Did Marty McFly Originally Travel to “The Summer of Love” in Back to the Future Part II?
Here is the latest in a series of examinations into urban legends about movies and whether they are true or false. Click here to view an archive of the movie urban legends featured so far.
MOVIE URBAN LEGEND: Back to the Future Part II originally traveled to 1967.

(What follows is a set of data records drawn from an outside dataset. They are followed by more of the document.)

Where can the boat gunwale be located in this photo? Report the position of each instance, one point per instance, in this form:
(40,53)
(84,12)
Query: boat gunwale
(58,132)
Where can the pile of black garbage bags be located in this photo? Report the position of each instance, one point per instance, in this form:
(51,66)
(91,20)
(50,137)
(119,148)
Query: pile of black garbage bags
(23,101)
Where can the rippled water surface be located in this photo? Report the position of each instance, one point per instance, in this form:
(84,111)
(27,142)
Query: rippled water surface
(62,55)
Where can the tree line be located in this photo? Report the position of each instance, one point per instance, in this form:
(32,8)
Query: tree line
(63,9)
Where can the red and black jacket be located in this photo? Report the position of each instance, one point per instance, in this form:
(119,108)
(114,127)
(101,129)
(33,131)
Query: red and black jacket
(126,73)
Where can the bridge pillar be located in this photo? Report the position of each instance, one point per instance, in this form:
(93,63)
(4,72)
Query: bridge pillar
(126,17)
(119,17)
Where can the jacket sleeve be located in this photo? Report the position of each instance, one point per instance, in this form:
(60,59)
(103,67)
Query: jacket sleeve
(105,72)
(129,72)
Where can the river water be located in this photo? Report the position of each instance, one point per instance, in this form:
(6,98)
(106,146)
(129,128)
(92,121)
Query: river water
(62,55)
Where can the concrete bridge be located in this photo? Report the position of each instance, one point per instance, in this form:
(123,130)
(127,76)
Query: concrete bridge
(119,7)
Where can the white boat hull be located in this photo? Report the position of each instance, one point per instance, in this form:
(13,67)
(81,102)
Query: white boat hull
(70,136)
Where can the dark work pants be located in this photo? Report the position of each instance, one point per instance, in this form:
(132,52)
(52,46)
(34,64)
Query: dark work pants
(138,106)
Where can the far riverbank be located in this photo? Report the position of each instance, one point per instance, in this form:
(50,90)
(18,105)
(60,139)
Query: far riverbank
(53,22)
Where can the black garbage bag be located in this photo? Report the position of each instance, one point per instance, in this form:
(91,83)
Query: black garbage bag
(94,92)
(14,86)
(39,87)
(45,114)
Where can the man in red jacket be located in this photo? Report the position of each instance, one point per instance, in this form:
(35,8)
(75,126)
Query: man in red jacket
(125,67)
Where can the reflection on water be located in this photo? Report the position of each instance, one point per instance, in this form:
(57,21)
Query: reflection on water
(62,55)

As I wrote in an old Movie Legend, the original screenwriters of Back to the Future, Bob Gale and director Robert Zemeckis, never intended for the original film to have a sequel. In fact, Bob Gale gave an interesting interview where he discussed how they never would have ended the first film the way that they did if they intended on actually having a sequel. He noted:
Bob [Robert Zemeckis] has said many times before, if we knew we were going to make a part two, we would’ve never put Jennifer in the car at the end. When it came time for us to write part two, we didn’t know what we were gonna do with Jennifer. She wasn’t a very well-defined character, so we had no idea what to do with her. So, what do we do? Well, she’s sub-conscious for most of the film. [laughs]
By the time that the film was released on to VHS at the end of 1986, however, they had made a deal to put out a sequel to the film. Zemeckis at that point, though, was hard at work on the film that would eventually become Who Framed Roger Rabbit?, so he was not involved with the first crack at the screenplay for the sequel, which was at that time just referred to as “Number Two.” Gale’s first draft of the screenplay is pretty much the basic structure of the second film – Marty, Doc and Jennifer to 2015 (although it was October 7, 2015), Biff steals the Sports Almanac and goes back into the past to give it to his younger self, this creates an alternate 1985 and then Marty must go back to the past to stop Biff from giving the book to his younger self.
However, there was a major difference between the original draft and what was eventually made – Marty goes back to 1967!
In the made film, Biff goes back in time to 1955 to give the book to his younger self. In Gale’s first screenplay, he has Biff go back to September 20, 1967 instead (he chooses that date because he recalled that he had inherited $20,000 on that date). Marty travels back and ends up in jail. He is bailed out by his mother, Lorraine, who is married with two young children (Marty’s older brother and sister) at this point in time. However, by coming to bail Marty out of jail, Lorraine cancels a trip to San Francisco for a weekend of romance with her husband George, who is attending Graduate School in San Fran. Marty quickly does the math and realizes that that romantic weekend is roughly nine months before he was born and thus, Marty has once again caused a change to history that will result in him never being born!
So Marty must get Lorraine to San Francisco for her visit with George while also getting the Sports Almanac back from Biff.
It was Robert Zemeckis who suggested that it would be a lot more interesting if they went back to the same year of the first movie, as they could play around with paradoxes and multiple people in the same place coming from different time periods.
Gale’s first draft, by the way, was written with the presumption that Crispin Glover was not returning for the sequel, and thus George McFly was completely written out of the film (he has passed away by 2015, he is killed in the alternate 1985 timeline and he is away at graduate school in 1967). When they changed 1967 to 1955, they had to then make room for George in the film, so I guess they figured that they might as well use the character in 2015, as well.
Interestingly enough, the second movie also did not end with a set-up for a third movie. The film ends with Doc explaining to Marty that his future is not yet written (this is because in this draft, just like the final film, Marty’s life in the future was ruined due to an accident he got into in 1985 due to his inability to turn down a challenge, even a dangerous one). However, just like how Zemeckis and Gale changed their screenplay for the first film due to the logistics of filming Marty traveling back to the future in a refrigerator, a logistical issue also led to a change in the second film. Michael J. Fox was ending his time on Family Ties (his rigid Family Ties schedule caused them to have to shoot almost the entire first film late at night after Fox finished his TV shooting schedule) and his TV schedule would be completely open after the finish of the filming of the second film, so Zemeckis figured that they should use that open schedule to shoot a third movie right after they finished filming the second one (as nobody had any idea where Michael J. Fox’s career was going to go, so they figured they might as well lock him in for another movie while they had him). Thus, they changed the ending of the second film to set-up the final film in the trilogy.